As young novelist Karan Mahajan put it, “Reading galleys on the subway is the closest the publishing industry comes to having a standardized mating call.”
This may be especially true for publishing newbies particularly susceptible to the temptations of conspicuous consumption, whom Mr. Meaney compared to “old Japanese men who read porn on the Tokyo subway.” He added that the behavior of these youngsters is partly attributable to the fact that they’re not yet hardened and still excited by the notion of owning certain books before everyone else.
Of course, even regular books—ones that anyone can just buy—are a common subway pickup prop in their own right.
“There’s a really great Mark Strand story, ‘True Loves.’ You know him? The poet? I think he teaches at Columbia,” said Mr. Meaney. “He was the poet laureate a couple of years ago. He’s got a great story about a guy, and he’s reading, like, Sons and Lovers or something in the subway, and he sees a girl across the way who’s also reading Sons and Lovers. And then the next week he’s reading Women in Love and she’s reading Women in Love. And he keeps trying to get her attention and he just can’t. It’s just sort of a funny, tragic New York publishing story: the literary guy who wants to be recognized for reading the right book when the right girl is looking at him.”
Advance galleys are even more thrilling, and possibly more effective: Sport one of those, and you signal to potential suitors not just a certain taste in literature but a specific—some might say desirable—station in life.
Few would admit to using their galleys to flirt—though one veteran publisher expressed delight that literature was still being used for this purpose—and perhaps more to the point, many of those who would be in a position to do so happen to be too introverted to ever engage with a stranger.
“That happens if you read Publishers Weekly on your way home in the subway, on the F train in particular,” said Liz Maples, an assistant editor at the Hill & Wang imprint of Farrar, Straus and Giroux. “I usually hide it for exactly that reason.”
Mr. Meaney, too, likes to keep a low profile: “I don’t ever really approach anyone, just as a general policy.”
Mr. Antosca, though, has n
o such reservations—“Someone was reading an Elizabeth Wurtzel book last fall, and I started talking to them just because Wurtzel was at Yale Law School while I was there and I’d met her at a master’s tea”—and he is totally open to turning his galleys into dates.

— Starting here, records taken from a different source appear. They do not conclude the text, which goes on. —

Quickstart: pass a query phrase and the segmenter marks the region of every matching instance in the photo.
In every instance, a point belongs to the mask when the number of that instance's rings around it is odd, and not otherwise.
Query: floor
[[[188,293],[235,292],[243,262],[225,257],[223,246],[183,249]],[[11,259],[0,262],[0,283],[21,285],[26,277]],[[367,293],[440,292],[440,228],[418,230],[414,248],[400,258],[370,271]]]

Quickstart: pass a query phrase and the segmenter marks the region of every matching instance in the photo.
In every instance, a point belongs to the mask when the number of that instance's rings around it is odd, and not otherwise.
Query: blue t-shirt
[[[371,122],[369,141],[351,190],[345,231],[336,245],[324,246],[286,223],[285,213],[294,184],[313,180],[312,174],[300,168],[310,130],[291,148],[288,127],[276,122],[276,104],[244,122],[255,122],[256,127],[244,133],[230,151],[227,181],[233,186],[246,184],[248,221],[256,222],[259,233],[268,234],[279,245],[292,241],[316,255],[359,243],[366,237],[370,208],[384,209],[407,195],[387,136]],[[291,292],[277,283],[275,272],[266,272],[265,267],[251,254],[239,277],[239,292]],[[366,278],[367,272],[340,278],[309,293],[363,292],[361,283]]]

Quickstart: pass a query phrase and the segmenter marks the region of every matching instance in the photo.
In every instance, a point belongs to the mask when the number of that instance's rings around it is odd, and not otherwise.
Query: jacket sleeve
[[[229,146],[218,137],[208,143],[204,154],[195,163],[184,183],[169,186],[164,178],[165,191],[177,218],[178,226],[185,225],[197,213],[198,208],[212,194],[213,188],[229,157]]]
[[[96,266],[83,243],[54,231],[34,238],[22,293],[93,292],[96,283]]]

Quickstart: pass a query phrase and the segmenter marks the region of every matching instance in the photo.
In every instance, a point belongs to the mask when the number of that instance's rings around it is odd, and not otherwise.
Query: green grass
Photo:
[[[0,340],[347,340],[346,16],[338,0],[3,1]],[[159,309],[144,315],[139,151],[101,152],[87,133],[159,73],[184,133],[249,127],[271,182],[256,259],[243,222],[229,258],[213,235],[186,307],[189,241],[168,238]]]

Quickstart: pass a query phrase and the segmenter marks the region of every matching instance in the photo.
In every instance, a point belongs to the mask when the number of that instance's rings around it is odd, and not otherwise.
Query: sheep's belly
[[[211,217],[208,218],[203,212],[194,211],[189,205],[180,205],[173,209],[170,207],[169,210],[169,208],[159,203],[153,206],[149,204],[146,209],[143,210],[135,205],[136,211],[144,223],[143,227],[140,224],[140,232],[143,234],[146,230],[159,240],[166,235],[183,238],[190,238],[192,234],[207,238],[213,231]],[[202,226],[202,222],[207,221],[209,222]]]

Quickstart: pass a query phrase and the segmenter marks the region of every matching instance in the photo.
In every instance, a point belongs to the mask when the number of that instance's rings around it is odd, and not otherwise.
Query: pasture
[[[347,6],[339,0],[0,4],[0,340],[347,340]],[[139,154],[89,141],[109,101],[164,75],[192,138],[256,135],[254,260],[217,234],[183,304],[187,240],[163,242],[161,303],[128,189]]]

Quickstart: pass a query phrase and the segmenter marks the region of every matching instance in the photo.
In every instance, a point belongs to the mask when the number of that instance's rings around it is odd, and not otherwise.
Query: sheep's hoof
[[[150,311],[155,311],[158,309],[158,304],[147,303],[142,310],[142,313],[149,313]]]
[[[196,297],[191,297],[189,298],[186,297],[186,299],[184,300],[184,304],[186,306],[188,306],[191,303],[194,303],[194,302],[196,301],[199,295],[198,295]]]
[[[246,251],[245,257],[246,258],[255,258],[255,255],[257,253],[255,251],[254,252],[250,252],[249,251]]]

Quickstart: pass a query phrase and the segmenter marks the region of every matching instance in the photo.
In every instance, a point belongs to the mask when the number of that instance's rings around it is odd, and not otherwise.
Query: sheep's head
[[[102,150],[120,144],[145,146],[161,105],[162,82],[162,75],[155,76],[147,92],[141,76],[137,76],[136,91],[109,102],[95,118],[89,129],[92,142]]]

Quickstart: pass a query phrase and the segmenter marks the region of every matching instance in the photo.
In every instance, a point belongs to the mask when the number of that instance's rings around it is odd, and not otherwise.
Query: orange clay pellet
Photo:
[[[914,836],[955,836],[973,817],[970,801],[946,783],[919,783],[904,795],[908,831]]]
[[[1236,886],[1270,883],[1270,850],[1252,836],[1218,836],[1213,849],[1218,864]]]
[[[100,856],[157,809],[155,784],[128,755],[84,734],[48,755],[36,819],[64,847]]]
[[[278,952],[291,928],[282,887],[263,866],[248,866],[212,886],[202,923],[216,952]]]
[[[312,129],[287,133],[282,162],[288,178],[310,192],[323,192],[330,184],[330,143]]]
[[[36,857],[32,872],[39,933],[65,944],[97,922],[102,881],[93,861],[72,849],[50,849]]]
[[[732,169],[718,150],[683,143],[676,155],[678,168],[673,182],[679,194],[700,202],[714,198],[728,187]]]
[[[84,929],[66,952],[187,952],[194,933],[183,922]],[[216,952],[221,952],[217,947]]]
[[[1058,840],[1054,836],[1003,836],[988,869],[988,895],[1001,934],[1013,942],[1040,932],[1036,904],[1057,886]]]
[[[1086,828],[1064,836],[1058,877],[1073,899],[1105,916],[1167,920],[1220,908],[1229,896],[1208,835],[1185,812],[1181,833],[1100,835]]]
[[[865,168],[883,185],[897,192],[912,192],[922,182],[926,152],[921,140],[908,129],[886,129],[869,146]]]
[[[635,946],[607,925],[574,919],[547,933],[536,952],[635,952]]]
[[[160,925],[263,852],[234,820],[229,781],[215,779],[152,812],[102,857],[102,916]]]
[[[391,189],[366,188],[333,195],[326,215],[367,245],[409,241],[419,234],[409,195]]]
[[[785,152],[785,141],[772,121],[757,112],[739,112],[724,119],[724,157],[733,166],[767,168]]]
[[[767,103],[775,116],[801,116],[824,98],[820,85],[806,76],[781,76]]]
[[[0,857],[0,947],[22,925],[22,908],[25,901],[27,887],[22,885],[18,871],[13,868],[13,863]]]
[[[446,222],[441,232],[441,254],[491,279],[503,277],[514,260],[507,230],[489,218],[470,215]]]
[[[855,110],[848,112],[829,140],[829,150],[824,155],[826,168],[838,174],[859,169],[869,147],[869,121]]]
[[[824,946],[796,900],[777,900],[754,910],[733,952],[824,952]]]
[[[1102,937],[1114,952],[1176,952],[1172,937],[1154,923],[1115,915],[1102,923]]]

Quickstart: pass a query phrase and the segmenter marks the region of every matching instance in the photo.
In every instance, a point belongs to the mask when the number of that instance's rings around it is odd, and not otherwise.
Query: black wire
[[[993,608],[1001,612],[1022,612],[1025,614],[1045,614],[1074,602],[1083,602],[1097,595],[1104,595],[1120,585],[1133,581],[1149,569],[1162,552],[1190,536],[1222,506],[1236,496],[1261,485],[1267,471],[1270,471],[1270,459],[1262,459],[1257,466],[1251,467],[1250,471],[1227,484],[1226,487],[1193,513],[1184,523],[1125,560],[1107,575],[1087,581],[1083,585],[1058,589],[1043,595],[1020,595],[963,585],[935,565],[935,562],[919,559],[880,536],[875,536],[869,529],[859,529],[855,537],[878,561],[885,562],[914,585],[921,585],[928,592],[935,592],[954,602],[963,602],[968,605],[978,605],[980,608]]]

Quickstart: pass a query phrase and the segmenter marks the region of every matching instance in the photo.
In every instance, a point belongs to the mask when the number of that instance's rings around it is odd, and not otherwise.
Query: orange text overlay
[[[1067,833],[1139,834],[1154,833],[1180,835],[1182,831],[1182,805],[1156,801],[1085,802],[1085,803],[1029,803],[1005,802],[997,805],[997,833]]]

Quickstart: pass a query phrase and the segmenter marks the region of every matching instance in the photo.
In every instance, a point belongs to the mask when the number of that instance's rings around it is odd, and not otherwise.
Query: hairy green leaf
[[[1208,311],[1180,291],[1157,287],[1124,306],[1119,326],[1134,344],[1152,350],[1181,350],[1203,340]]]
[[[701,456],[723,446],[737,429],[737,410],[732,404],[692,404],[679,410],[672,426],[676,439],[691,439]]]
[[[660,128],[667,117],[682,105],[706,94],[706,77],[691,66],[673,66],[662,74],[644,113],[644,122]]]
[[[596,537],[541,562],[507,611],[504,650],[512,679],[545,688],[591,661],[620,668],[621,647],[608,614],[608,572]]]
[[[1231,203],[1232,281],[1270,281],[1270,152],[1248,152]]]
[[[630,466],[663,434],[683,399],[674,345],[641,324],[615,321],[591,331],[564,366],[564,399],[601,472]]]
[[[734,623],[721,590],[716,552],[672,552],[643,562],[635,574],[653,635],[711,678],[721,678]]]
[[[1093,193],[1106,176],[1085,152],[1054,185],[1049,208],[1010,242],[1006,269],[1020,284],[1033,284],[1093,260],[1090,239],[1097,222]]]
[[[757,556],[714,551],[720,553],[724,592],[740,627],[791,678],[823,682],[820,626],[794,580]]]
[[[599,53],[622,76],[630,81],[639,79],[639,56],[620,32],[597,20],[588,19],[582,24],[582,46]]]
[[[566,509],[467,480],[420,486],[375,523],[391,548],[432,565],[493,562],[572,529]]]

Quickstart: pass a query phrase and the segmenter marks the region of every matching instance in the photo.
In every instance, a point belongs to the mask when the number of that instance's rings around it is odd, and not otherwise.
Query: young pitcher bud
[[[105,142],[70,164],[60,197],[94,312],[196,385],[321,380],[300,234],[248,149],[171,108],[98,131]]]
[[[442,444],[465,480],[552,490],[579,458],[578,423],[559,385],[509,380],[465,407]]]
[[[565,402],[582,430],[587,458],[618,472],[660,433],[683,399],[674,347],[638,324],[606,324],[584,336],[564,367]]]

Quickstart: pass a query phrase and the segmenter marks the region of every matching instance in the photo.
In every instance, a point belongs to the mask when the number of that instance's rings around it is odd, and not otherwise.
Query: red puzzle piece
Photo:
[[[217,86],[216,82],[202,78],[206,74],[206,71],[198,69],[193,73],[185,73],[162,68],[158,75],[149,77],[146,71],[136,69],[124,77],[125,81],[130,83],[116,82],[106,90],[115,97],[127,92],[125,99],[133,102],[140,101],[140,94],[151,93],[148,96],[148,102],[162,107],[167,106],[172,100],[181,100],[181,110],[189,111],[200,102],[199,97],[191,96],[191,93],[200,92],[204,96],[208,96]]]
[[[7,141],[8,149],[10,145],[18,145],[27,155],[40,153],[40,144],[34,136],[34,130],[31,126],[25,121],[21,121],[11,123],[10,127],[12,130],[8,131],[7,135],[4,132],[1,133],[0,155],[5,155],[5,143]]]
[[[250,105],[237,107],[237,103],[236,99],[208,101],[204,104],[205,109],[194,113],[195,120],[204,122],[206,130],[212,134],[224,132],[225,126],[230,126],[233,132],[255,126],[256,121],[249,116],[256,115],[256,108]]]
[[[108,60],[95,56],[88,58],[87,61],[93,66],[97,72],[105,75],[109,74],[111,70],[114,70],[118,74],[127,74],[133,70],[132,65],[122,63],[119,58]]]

“It’s absolutely possible,” he said. “One time I had a galley of my own book and somebody asked about it. I pretended I wasn’t the author. It was very brief—I started a conversation with a girl, and I had the galley in my lap because I was proofreading. At some point she asked what it was, and I was like, ‘Oh, this? It isn’t bad.”
Bookish women are clearly open-minded on the topic as well.
Mel Flashman, a literary agent in her early 30s at Trident Media Group, said that if she saw a cute young man reading a galley by one of her clients—the cultural critic Walter Benn Michaels, for instance, with whom Ms. Flashman studied in graduate school and now represents to the trade houses—she would not hesitate to approach him. “I would totally use it as an excuse to talk to him. That said, I would almost automatically have a crush on any fellow reading WBM!”
And what would your opening line be, Ms. Flashman?
“‘Did you read Our America? The Trouble with Diversity? What are your thoughts on intentionalism versus reader-response theory?’”
Meanwhile, Ali Heifetz, an editorial assistant at Norton, said that while she has never been moved to approach someone based on the galley they were reading, she would not rule it out. “If and when [I saw] a cute dude reading a galley on the train,” she said, “he would be more attractive to me than same dude not reading a galley.
“But less attractive than the same dude carrying a guitar case,” she added.